The C9orf72 hexanucleotide repeat expansion has previously been identified as a rare but possible cause of schizophrenia spectrum disorders (Galimberti et al, 2014). In a previous study, the C9orf72 repeat expansion was detected in only 0.67% of patients with schizophrenia or schizoaffective disorders (Galimberti et al, 2014). However, it has recently been found that relatives of C9orf72 repeat expansion carriers have a significantly higher risk of developing schizophrenia than relatives of noncarriers (Devenney et al, 2018).
Although data are scarce, psychotic symptoms in C9orf72 repeat expansion carriers have been suggested to be phenomenologically close to the symptoms of schizophrenia. In addition, somatic delusions and body image distortion have been suggested to be potential key features of the C9orf72 mutation (Ducharme et al, 2017; Snowden et al, 2012). Some anecdotal cases of adverse reactions to antipsychotics have also been reported (Ducharme et al, 2017). Neuropsychiatric symptoms in C9orf72 repeat expansion carriers have been previously suggested to arise from an aberrant body or self-schema processing (Downey et al, 2014). Although the mechanisms underpinning the C9orf72-related phenotypes remain elusive, the cortico-thalamo-cerebellar network has been suggested to be a possible substrate (Devenney et al, 2018).
The hypothesis of an insular dysfunction in C9orf72 repeat expansion carriers could also be worth exploring. The insula, as a key hub in the salience network, has been shown to be involved in both schizophrenia and genetic FTD (Palaniyappan and Liddle, 2012; Rohrer et al, 2015). A recent study has also demonstrated a correlation between neuropsychiatric symptoms in C9orf72 repeat expansion carriers and gray matter atrophy in several frontal and cerebellar areas (Sellami et al, 2018); this study suggested that the clinical overlap between FTD and primary psychiatric conditions might be mediated by common alterations and intrinsic vulnerability of large-scale networks such as the salience network. Another study suggested that the alteration of the cortico-thalamo-cerebellar network might be a signature of C9orf72 hexanucleotide repeat expansion (Marshall et al, 2016). The hypothesis of C9orf72-related neurodevelopmental abnormalities or early functional synaptic and neurotransmitter changes, preceding neurodegeneration, could be one explanation of the time gap between schizophreniform manifestations and typical features of bvFTD.
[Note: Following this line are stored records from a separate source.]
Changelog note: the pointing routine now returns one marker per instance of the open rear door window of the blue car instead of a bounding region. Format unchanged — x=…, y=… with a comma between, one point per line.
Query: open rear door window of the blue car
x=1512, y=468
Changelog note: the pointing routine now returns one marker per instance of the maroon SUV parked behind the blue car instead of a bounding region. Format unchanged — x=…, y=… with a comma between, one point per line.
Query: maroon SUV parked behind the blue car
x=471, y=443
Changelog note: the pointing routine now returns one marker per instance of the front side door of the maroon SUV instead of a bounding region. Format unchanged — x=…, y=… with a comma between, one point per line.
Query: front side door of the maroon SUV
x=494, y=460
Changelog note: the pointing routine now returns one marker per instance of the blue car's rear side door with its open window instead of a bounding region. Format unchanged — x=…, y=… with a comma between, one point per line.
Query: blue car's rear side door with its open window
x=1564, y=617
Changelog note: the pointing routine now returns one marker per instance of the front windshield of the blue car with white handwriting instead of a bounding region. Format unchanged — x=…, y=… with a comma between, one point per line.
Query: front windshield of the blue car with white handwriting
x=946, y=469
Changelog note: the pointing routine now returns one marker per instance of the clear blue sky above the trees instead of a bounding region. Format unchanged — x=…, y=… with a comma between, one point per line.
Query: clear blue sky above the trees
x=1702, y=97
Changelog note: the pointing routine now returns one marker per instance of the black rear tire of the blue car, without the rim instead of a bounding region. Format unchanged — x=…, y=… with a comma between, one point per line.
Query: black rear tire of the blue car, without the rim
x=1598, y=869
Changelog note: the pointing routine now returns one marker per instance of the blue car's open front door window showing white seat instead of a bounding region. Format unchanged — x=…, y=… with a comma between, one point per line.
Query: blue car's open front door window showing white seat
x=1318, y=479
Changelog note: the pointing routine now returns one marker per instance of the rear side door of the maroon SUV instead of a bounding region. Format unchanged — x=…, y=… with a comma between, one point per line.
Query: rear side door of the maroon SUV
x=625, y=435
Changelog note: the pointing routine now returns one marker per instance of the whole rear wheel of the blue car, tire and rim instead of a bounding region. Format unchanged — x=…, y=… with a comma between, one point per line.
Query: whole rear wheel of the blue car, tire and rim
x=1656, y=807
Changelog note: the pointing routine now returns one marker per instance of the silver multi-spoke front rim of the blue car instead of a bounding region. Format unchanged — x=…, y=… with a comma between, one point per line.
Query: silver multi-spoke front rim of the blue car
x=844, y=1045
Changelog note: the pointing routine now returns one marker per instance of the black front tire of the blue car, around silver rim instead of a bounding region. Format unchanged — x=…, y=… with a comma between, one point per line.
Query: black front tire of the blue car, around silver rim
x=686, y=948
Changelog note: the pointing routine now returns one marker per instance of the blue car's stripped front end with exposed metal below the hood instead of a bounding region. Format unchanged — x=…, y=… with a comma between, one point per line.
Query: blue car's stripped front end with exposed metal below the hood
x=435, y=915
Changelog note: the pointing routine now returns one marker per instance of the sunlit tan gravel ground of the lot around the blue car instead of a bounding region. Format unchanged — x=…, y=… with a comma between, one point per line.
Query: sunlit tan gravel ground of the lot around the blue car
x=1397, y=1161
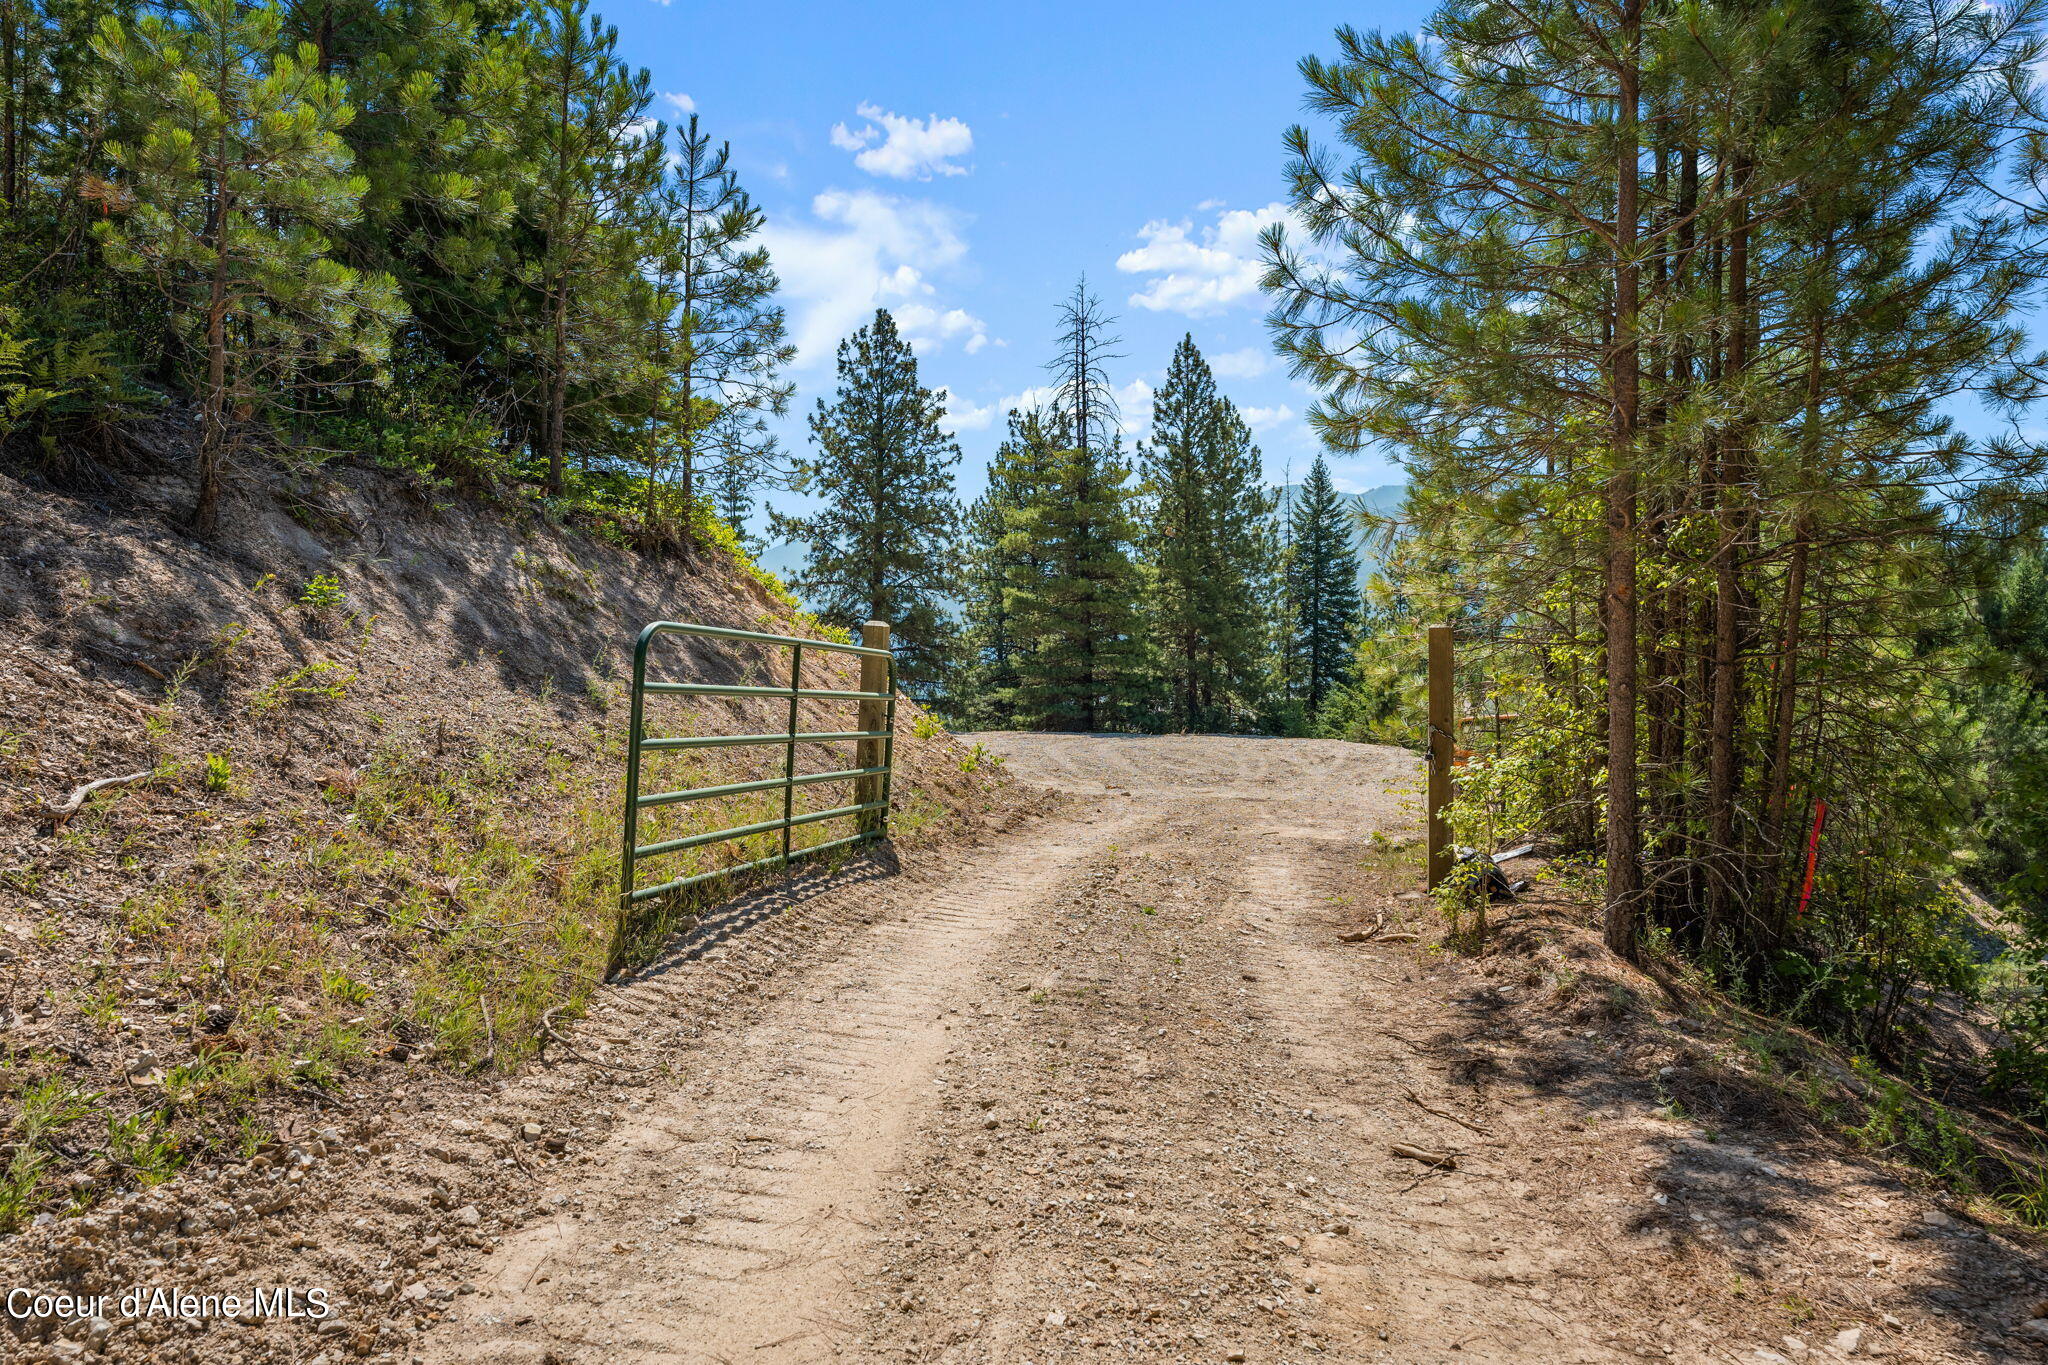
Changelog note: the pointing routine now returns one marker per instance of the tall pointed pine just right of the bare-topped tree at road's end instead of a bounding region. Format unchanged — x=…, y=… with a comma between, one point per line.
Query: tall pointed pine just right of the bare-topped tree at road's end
x=1211, y=549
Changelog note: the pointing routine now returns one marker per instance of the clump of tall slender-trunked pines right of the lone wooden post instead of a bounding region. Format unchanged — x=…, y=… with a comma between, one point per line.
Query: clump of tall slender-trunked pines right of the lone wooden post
x=1666, y=320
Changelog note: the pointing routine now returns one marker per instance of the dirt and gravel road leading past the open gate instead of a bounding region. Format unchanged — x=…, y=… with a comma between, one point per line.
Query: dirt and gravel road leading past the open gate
x=1117, y=1090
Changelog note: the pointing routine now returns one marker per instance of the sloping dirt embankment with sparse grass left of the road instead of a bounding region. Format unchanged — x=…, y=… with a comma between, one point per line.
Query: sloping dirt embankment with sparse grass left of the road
x=368, y=830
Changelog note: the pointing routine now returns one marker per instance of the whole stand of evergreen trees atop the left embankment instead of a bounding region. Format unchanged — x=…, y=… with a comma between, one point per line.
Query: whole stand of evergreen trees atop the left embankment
x=574, y=298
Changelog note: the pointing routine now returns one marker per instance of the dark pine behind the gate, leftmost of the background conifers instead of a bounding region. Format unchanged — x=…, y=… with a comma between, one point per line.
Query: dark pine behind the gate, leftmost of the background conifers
x=884, y=543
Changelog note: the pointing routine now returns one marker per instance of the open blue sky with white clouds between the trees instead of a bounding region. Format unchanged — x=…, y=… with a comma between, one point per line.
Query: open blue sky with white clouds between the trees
x=964, y=165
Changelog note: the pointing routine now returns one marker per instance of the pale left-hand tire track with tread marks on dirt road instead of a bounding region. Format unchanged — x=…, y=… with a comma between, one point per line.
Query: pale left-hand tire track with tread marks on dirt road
x=732, y=1213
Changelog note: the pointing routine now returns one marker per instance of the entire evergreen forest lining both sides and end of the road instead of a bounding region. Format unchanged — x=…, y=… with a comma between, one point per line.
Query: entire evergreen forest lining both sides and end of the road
x=1701, y=333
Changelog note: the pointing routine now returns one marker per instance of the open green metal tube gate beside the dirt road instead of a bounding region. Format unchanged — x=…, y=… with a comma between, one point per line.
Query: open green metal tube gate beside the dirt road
x=876, y=754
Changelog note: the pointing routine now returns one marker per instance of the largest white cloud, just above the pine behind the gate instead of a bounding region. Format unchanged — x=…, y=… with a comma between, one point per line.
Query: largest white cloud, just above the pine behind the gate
x=857, y=257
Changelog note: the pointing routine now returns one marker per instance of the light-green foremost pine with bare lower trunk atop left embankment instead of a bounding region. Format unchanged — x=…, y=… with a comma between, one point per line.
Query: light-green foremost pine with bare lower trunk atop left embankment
x=232, y=191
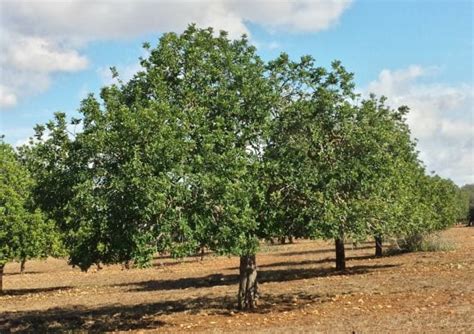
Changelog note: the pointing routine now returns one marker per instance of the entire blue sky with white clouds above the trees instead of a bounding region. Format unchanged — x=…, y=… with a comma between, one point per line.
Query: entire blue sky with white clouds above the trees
x=419, y=53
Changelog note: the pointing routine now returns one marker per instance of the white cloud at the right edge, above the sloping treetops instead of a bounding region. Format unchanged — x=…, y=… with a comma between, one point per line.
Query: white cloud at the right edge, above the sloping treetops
x=441, y=118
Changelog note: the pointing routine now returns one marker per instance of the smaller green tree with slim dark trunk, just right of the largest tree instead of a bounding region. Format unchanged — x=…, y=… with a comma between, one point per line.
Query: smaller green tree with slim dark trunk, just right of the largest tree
x=333, y=161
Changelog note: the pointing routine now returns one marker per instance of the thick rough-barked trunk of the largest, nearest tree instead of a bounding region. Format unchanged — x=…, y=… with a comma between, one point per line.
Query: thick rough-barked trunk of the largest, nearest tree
x=248, y=287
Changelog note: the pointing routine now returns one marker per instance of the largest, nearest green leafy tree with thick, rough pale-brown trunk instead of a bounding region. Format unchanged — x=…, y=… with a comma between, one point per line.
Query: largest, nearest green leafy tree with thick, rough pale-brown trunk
x=168, y=161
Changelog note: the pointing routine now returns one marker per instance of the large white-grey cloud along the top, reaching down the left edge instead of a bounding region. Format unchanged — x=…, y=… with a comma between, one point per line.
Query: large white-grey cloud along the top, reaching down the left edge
x=43, y=37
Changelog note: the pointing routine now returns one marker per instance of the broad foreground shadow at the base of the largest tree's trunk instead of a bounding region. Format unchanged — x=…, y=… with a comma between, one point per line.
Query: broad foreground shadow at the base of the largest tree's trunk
x=140, y=317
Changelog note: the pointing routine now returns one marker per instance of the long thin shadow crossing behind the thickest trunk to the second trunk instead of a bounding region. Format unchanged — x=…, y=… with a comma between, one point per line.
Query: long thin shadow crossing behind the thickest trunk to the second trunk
x=264, y=276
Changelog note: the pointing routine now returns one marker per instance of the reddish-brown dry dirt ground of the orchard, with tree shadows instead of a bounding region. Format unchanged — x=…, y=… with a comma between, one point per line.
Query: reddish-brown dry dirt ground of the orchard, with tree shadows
x=300, y=292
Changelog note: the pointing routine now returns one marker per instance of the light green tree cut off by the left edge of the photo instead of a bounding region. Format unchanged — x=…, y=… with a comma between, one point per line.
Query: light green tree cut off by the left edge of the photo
x=24, y=232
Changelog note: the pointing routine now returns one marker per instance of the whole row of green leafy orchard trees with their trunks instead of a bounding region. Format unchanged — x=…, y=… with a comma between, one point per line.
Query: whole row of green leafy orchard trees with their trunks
x=209, y=146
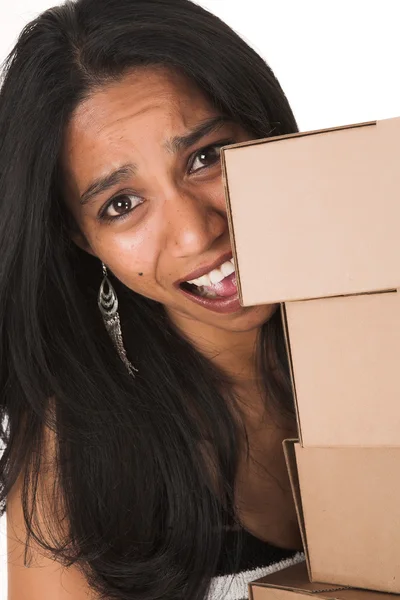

In summary, this report described a distinct C9orf72-associated phenotype revealed by schizophrenia with severe neuroleptic sensitivity that preceded bvFTD by 20 years. This case suggests that early emergence of schizophrenia manifestations might reflect prodromal and slowly progressive neurodegeneration or neurodevelopmental and neurobiological effects of C9orf72 hexanucleotide repeat expansion (Lee et al, 2017).
We suggest that analysis of C9orf72 hexanucleotide repeat expansion be considered in some specific cases of schizophrenia spectrum disorders (eg, a family history of bvFTD and/or amyotrophic lateral sclerosis; schizophrenia cases showing atypical cognitive-behavioral changes, even after a long disease course; or unusual response to antipsychotic medication). Further studies are needed to identify the distinctive clinical features of the schizophrenia phenotype associated with C9orf72 hexanucleotide repeat expansion and establish specific indications for this genetic testing in patients with schizophrenia.